Edan, Sahar & Geula: Savta & 2 grandsons slain, captured, killed
Cpl. Edan Baruch, 20, and grandmother Geula Bachar, 81, were slain on October 7; Sahar Baruch, 25, killed in captivity
On October 7, Cpl. Edan Baruch, 20, was slain as was his grandmother, Geula Bachar, 81, in Kibbutz Be’eri, while his brother, Sahar Baruch, 25, was taken hostage to Gaza. Sahar was murdered in captivity, and the IDF confirmed his death on December 9; Hamas is still holding his body hostage.
Edan and Sahar were survived by their parents, Tammy and Roni, and siblings Guy and Niv. Geula is survived by her husband, Yitzhak, five children — Yossi, Rivka, Tammy, Oved and Meirav — and 20 of her 22 grandchildren. Her daughter, Naomi, died in 1992 at age 22.
Edan and Sahar were together at home when Hamas terrorists broke into their house, and threw grenades into their safe room, wounding Edan. The terrorists set their home on fire, and they climbed out the window to escape. Sahar went back to get an inhaler for Edan, who was asthmatic, and was captured, and Edan was shot dead.
Yitzhak, Geula’s husband and Edan and Sahar’s grandfather, told the Kan public radio that when the sirens first started, they went to their bomb shelter in their own home, but when they realized terrorists had infiltrated the kibbutz, they split up into different rooms to try and hide. When Yitzhak was eventually rescued, he discovered that Geula had been killed.
Edan was an IDF soldier in the Education Corps who had only recently finished basic training. Sahar, who had recently returned from a long trip to South America, was slated to start studies in electrical engineering at Ben Gurion University in Beersheba.
Geula and Yitzhak’s son, Maj. Gen. Yossi Bachar, who retired in 2018 after serving as the commander of the IDF’s General Staff Corps, told the Kan public broadcaster that he fought against the terrorists in Be’eri all day, killing at least 15 of them, before he went to find his family, and discovered his mother had been killed.

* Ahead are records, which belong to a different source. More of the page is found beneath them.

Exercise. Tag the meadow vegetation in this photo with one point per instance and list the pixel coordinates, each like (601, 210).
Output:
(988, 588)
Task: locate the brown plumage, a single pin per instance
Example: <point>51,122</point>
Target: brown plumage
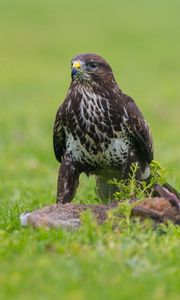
<point>98,130</point>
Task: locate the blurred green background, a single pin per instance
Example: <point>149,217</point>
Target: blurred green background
<point>141,41</point>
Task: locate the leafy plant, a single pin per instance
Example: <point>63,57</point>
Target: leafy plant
<point>132,188</point>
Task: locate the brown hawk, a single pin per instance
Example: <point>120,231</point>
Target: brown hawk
<point>98,130</point>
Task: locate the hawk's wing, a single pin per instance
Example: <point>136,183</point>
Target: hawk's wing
<point>139,129</point>
<point>59,139</point>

A feeling of guilt that he couldn’t save her, “creeped in as I started to understand the situation. I wasn’t there for her in those moments.” But, added Bachar, who since October 7 has served as deputy commander of the Southern Command, “the intensity that I’m currently living in doesn’t allow me to take those thoughts to so many places — it’s an excellent escape mechanism.”
Amid the war, he said, he managed to sit shiva for his mother for about half an hour total, “but it was important, because it gave me the oporutnity to tell those around me who that woman is, and what she did,” he said, declining to expand further, as he held back tears.
Merav Barkai, Sahar’s aunt, described him to Ynet as “sharp, smart and realistic with a sense of humor, who was also an excellent chess player” and loved anime films and science fiction. The brothers, she said, were very close, and tried to protect each other on October 7.
A memorial page set up for Edan said he was a member of the Noar HaOved youth group as a kid, and later became a youth leader in the group and was “devoted to education.” Before enlisting in the army, he spent a gap year doing national service at a therapeutic dog kennel.
Ilana Blumberg, whose daughter was serving with Edan in the IDF, said she told her that “Edan came back describing ’Darom Adom,’ his pleasure in the way the whole south turned to fields of red blossoms in the season of the anemone flowers. He told the group how much he loved his home on Kibbutz Be’eri, that it was where he wanted to live always.”